MANHATTAN — The number of murders in Manhattan has nearly doubled compared to last year, according to NYPD crime statistics, and Mayor Michael Bloomberg is blaming budget cuts for the rise.

There have been 16 murders in Manhattan over the first 11 weeks of the year compared to just nine over the same span in 2009, an increase of 77.8 percent.

The number of NYPD officers on the streets has steadily decreased in recent years because of budget constraints and the mayor's latest budget proposal would bring the force down to its lowest head count in two decades.

"We have fewer police out in the street than we did before," Bloomberg said of the increase. "More cops always helps."

Bloomberg said that NYPD Police Commissioner Ray Kelly would like more officers on the beat, but said, "the reality is the public is only willing to spend so much money."

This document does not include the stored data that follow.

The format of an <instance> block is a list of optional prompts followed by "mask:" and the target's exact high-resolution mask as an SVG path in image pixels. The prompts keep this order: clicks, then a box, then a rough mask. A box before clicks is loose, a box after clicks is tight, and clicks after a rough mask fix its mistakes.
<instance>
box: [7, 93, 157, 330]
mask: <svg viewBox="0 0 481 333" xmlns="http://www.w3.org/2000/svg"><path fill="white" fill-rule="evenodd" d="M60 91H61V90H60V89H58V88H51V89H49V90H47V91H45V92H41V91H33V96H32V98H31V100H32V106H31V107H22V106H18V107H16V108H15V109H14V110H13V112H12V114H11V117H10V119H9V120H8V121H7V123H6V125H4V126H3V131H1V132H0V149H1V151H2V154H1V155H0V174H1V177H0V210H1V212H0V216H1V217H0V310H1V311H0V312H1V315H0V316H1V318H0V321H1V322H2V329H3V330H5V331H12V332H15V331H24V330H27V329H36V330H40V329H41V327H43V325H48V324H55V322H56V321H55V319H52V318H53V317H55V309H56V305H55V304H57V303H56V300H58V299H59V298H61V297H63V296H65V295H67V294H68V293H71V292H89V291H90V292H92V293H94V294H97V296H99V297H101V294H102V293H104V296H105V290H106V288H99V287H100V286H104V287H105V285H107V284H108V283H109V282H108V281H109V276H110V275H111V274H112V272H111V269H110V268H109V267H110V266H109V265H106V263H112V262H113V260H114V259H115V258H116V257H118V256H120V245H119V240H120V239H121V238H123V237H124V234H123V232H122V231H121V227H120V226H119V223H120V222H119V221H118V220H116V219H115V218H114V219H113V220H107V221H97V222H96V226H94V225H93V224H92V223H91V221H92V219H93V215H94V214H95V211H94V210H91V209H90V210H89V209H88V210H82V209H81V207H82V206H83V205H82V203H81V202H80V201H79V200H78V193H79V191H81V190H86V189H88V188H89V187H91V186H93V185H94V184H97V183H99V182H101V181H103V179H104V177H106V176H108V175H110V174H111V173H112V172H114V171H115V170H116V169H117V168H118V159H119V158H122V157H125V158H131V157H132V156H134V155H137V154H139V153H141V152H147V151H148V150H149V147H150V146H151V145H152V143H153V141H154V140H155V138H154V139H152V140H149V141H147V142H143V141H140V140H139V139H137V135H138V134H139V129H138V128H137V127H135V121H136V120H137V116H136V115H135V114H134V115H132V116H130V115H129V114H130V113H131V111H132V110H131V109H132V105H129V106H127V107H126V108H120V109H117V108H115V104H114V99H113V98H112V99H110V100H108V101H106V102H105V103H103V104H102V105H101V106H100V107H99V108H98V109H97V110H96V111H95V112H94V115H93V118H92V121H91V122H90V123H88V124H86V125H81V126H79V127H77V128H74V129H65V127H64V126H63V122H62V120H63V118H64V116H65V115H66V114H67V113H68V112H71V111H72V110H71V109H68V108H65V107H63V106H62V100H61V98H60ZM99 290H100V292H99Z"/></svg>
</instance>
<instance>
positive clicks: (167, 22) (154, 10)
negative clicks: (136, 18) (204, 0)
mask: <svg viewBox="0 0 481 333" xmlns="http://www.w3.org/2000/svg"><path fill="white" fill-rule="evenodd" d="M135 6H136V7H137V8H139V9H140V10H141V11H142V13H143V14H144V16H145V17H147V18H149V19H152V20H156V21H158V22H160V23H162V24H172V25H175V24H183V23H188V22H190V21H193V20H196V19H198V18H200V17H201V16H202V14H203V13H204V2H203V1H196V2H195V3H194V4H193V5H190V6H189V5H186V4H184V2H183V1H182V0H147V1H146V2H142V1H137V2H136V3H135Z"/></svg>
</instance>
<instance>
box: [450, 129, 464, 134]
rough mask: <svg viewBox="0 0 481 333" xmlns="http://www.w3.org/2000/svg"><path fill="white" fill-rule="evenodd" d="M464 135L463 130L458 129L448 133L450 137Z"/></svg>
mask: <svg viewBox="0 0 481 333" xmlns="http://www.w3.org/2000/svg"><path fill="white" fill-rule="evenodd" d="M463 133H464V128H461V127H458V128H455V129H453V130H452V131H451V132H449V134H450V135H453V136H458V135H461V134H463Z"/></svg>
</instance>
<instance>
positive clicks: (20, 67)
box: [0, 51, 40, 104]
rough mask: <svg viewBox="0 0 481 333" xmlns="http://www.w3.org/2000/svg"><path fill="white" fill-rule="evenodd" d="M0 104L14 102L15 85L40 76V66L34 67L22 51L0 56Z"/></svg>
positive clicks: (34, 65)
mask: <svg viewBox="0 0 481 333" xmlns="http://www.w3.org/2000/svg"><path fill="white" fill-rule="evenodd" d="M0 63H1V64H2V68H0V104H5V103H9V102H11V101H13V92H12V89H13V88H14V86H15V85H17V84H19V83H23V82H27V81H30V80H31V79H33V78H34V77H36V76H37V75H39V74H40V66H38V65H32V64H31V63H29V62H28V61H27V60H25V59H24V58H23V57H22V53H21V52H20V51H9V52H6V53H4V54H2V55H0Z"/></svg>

The murder rate across all five boroughs has jumped 22.8 percent over the same same period in 2009, from 79 homicides to 97 as of Sunday.

Brooklyn reported the most murders with 37, while Staten Island had the least with just three. The Bronx had 23 murders and Queens reported 18.

Not surprisingly, the number shootings have increased throughout the city. There's been a 16.3 percent increase in shootings in 2010, with 293 people being shot compared to 252 in the first 11 weeks last year.

The alarming jump in murders comes after the NYPD reported a total of just 466 for the year in 2009, the lowest number since they started tracking them in 1963.

"The NYPD is fighting its own success," Paul Browne, the Police Department's top spokesman, told the New York Daily News.

The 2010 murder rate is 14 percent lower than it was in 2008.